Sunday, 25 June 2017

Quetzalcoatl Rampant

A couple of months ago I finished rebasing and touching up my 1/72 scale Aztecs and Conquistadors but hasn't actually played a game with them.  If come across the Lion Rampant variant "Quetzalcoatl Rampant" which can be found on the excellent I Live With Cats blog (Link) and decided these looked perfect for a test game.

I hadn't played Lion Rampant for ages but luckily Eric the Shed had arranged a Crusades themed game the week before and my son and I took part, fielding the Crusader forces.  There's a report here on Eric's blog.  Let's just say it didn't go well with the Crusaders failing practically every morale roll we made (and admittedly a flawed plan which the Saracens exploited fully).  At least it meant that for the Aztec game I was fully up to date and familiar with the rules.  Quetzalcoatl Rampant has a few variations.  The Conquistadors have half strength units to reflect their low numbers but are significantly more powerful with better strength and defence and of course they have the benefit of  horses and black powder weapons which can have a devastating effect on the Aztecs.  The natives considerably outnumber the Spanish and have the option to capture rather than kill which also saps morale (presumably as the captives still-beating hearts are plucked out etc) although no one did this in our game.

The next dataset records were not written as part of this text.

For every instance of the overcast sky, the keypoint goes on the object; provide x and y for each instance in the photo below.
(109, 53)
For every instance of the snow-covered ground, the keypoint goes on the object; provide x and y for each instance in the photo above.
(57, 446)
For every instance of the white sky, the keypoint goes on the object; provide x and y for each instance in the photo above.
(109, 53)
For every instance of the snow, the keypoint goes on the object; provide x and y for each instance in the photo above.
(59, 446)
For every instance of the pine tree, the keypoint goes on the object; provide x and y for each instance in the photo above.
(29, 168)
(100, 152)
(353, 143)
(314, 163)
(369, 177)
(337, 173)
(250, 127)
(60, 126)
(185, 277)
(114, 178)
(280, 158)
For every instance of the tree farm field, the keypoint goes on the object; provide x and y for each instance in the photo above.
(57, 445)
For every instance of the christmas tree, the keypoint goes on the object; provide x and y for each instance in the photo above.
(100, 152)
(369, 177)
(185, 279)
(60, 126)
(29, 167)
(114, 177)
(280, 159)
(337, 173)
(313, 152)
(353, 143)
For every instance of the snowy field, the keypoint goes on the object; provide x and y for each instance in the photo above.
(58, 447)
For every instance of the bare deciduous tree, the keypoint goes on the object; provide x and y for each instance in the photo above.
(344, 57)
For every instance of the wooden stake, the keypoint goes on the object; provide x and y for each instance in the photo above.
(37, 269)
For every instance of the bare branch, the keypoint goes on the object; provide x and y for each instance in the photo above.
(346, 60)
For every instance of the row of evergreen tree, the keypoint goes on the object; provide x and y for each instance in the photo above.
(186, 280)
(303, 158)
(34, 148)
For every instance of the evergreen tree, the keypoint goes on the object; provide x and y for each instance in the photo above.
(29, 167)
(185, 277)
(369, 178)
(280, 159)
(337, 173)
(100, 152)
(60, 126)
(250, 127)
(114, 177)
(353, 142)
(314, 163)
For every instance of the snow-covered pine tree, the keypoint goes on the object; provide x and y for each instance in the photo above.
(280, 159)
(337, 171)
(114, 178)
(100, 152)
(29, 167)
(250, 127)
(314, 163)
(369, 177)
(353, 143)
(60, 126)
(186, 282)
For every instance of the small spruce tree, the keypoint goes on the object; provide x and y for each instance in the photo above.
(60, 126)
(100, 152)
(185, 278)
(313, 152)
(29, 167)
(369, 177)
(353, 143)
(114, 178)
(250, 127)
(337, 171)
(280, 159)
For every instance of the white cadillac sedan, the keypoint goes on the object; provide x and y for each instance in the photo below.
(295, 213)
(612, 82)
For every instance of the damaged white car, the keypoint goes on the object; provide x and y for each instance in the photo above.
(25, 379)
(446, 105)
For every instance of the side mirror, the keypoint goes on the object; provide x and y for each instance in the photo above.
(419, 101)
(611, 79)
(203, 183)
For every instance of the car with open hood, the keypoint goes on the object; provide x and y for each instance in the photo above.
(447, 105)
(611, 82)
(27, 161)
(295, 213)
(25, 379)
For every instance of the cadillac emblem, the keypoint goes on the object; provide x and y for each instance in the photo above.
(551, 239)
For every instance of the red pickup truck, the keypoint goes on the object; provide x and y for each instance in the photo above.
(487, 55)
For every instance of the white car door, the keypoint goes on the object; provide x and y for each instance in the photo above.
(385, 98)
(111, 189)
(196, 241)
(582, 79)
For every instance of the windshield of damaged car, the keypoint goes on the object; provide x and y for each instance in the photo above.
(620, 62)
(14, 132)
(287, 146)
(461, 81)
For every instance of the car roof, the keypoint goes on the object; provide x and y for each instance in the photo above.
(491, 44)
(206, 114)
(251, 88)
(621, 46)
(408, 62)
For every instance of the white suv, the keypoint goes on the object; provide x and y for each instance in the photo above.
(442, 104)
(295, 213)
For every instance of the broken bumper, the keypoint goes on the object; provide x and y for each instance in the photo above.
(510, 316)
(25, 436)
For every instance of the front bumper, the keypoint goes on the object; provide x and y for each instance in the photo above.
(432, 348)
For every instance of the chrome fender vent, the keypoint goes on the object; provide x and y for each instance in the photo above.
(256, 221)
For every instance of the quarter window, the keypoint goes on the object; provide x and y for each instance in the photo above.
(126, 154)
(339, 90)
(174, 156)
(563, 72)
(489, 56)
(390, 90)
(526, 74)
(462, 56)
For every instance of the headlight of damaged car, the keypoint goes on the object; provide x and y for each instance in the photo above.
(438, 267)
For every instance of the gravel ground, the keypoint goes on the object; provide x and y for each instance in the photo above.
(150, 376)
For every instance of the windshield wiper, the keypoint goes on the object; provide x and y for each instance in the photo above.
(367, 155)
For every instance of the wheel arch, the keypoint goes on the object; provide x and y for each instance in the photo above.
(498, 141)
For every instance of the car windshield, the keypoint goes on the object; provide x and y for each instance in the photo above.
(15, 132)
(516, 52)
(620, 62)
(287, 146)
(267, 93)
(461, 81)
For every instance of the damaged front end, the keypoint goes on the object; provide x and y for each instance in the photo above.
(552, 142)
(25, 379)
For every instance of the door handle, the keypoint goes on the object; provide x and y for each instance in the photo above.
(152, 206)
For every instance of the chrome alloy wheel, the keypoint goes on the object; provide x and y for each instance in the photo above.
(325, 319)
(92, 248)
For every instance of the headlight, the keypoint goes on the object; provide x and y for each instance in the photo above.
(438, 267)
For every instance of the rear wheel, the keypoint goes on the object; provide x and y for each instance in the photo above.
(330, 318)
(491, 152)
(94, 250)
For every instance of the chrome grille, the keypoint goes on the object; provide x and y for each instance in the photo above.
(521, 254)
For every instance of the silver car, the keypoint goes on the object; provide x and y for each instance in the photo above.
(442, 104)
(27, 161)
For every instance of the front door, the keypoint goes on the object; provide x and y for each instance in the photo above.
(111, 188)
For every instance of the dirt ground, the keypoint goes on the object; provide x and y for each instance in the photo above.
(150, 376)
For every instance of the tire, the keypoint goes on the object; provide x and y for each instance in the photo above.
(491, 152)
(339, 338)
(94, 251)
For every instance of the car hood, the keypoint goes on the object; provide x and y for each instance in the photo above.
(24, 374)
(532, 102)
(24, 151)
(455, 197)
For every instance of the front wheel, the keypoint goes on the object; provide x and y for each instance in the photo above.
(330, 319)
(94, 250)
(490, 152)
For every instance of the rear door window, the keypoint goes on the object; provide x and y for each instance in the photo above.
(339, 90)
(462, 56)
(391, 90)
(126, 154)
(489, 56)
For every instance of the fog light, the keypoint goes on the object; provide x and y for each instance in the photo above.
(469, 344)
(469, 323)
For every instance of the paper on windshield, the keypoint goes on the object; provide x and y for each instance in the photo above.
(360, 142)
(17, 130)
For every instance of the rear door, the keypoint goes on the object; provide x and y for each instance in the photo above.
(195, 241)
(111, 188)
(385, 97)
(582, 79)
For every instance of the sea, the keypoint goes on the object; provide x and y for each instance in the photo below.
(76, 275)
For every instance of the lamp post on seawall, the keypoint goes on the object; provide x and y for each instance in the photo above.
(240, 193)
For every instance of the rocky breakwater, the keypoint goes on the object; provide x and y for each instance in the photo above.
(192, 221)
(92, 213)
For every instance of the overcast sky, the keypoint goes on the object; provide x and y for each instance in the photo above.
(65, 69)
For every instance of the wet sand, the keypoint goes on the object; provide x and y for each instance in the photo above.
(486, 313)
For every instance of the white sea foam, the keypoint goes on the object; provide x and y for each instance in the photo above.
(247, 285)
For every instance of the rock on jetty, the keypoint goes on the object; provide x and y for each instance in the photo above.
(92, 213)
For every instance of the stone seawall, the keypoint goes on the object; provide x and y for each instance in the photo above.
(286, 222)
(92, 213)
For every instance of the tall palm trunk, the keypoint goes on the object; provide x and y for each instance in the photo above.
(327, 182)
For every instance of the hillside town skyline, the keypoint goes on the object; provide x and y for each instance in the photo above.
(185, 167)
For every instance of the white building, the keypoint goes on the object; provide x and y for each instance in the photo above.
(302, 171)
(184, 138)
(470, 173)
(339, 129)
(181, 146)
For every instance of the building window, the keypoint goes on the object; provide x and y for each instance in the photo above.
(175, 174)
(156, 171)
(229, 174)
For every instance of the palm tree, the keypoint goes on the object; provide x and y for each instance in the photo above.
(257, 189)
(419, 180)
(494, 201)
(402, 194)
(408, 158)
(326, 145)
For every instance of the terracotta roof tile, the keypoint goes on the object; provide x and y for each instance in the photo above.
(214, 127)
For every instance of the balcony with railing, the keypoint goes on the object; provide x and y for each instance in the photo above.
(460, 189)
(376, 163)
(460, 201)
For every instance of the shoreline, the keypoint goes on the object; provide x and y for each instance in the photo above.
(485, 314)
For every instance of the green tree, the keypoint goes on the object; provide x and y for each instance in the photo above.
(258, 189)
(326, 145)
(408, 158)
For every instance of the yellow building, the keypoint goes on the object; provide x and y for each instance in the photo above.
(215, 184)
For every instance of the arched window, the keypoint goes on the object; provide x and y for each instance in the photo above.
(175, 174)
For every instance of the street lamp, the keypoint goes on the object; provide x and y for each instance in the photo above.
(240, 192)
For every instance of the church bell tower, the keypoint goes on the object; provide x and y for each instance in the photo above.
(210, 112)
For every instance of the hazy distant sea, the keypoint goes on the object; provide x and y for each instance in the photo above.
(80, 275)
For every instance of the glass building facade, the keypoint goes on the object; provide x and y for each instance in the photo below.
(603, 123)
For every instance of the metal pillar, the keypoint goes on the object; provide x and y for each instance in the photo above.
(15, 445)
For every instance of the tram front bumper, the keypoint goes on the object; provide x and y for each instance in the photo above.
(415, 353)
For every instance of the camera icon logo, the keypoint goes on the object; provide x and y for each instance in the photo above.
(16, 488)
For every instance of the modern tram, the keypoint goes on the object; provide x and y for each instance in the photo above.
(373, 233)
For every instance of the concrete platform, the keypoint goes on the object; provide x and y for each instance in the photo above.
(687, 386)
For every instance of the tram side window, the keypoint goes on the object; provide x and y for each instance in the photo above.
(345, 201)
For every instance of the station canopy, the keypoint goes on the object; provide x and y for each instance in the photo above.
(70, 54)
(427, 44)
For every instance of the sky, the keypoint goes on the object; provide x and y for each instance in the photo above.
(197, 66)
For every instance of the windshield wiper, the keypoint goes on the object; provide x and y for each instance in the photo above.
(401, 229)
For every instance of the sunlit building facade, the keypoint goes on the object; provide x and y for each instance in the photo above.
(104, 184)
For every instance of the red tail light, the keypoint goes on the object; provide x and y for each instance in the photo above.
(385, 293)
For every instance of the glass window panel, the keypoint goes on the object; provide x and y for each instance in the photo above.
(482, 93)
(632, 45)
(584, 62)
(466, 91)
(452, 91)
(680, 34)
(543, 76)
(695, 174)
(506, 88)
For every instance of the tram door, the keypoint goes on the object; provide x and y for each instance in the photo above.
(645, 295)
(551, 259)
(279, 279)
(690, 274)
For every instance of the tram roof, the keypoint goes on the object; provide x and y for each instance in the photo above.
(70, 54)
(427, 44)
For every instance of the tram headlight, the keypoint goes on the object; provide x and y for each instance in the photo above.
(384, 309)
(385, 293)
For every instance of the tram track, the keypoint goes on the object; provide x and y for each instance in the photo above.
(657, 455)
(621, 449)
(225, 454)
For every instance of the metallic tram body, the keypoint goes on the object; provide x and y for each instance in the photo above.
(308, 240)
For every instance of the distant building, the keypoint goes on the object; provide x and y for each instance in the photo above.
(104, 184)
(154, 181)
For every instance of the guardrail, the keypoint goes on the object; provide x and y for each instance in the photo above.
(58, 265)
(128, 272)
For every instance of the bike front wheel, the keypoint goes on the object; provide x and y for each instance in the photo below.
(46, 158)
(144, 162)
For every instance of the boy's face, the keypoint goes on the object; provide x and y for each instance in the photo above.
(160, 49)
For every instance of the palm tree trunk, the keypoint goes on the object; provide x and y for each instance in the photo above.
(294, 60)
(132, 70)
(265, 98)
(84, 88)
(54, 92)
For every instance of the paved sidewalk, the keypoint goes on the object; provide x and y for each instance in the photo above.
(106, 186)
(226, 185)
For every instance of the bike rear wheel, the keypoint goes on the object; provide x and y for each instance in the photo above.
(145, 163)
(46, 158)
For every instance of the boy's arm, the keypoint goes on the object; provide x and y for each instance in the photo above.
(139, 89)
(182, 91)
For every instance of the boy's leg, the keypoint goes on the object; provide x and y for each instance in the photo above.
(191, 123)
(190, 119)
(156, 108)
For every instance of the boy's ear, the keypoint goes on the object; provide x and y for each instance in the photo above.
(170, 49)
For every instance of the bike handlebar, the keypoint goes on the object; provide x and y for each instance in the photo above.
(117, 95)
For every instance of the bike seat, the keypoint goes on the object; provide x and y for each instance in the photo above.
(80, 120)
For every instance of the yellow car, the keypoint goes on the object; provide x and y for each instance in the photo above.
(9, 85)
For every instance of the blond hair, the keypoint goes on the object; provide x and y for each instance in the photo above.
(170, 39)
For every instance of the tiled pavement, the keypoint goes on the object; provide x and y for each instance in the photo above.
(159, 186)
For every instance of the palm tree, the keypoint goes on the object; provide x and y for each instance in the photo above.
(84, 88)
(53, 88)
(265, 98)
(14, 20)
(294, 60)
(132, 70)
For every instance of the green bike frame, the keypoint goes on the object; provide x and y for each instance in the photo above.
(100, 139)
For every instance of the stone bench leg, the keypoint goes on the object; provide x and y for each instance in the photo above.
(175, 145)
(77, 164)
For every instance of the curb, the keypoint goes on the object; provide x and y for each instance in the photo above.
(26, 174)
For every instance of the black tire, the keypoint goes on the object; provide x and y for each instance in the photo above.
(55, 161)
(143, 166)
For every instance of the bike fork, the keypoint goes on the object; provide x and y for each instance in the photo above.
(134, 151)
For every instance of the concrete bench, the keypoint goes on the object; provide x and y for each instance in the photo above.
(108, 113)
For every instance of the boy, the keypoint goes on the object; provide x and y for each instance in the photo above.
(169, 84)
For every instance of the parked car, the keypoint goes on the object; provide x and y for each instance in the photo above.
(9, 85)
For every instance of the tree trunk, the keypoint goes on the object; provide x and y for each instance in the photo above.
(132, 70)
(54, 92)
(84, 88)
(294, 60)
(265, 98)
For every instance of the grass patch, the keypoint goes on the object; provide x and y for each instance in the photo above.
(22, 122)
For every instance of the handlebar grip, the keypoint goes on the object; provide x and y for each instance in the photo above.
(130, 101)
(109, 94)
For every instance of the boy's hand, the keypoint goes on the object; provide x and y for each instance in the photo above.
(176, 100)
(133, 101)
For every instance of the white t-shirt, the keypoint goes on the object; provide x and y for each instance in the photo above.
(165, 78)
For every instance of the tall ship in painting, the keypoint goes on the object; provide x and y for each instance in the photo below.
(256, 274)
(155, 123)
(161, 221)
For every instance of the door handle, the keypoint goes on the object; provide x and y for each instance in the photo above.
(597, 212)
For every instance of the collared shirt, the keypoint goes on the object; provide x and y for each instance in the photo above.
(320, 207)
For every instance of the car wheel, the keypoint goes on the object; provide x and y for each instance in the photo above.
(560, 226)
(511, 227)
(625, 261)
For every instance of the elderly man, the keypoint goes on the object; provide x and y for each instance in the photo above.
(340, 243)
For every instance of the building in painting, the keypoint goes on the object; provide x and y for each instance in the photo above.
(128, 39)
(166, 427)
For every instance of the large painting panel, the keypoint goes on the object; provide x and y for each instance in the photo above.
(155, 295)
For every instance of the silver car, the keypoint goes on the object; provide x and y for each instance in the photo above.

We allocated sides randomly and my opponent, Anthony, took the Aztecs.  We played a scenario where the Aztecs had to defend a sacred pyramid in the centre of the table with part of their force and hope remainder of their warriors arrived in time to repel the plundering Spanish.  This was a  large Lion Rampant game with 35 points per side.  I find the activation rules for Lion rampant a bit disjointed...normally if a unit fails it's command roll then the whole side stops.  At the games at Eric the Sheds the house rule is that even if an individual unit fails we continue for each one in a side.  As a compromise I stuck with the normal LR rule but each of us had 2 commands...the Aztecs had the defenders and the relief force and the Spanish had the Conquistadors and some Tlaxcalan allies.

Initially things looked pretty difficult for the Aztecs.  The Spanish steamed forward although their allies proved a lot less enthusiastic.  The pyramid was defended by the elite Aztec Eagle and Jaguar knights but the relief force was also reluctant to hurry to their rescue.

The Spanish chased off some Aztec skirmishers with a  pack of War Dogs but these in turn took heavy casualties as the key did so and being only 6 strong instead of the usual 12 this meant they couldn't take much punishment.

The Tlaxcalans fielded a unit of archers who proved pretty effective in weakening the Eagle Knights before being driven off the table as the Knights charged forward uncontrollably.  They eventually came to grief themselves when the Spanish cavalry hit them.  By this point the Aztecs relief force was beginning to but crucially most of Anthony's skirmish troops had lagged behind.  Missile troops always seem powerful in LR and these may have made an impact if they'd got there in time.  As it was the Spanish horse and Swordsmen  were able to punch through the centre and seize the Pyramid, winning the game.  What I hadn't realised (but Anthony had) was that I was only a unit away from my army morale breaking so the result was a very close run thing indeed.

The rule variants worked really well and although I'd initially been worried that the Spanish were overpowered the game was well balanced in the end.  Many thanks to the I Live with Cats blog for a great adaptation.

The Spanish arrive

Aztec skirmishers

Woof!!..the Spanish War Dogs

Aztec Knights defend the temple

Aztec reinforcements arrive slowly


  1. I had a box of those 1/72 scale Aztecs many, many years ago - seeing them here, painted beautifully, brought back some memories :) Looks like a good game!

  2. An interesting and an unusual game. Colourful stuff.

  3. Great looking game and the variant sounds superb.

  4. I'm glad that you like Quetzalcoatl Rampant. We had a lot of fun developing and playing the variant. Nice work on your figures and nice-looking game.

    Your observation on the low life-expectancy of war-dogs is spot-on. We kind of considered them to be a fire and forget kind of weapon. I think we've played on game so far where any of the unit survived, although they always acquitted themselves well.

    Regard, David.

    1. It's an excellent variation of the LR rules and a really fascinating period.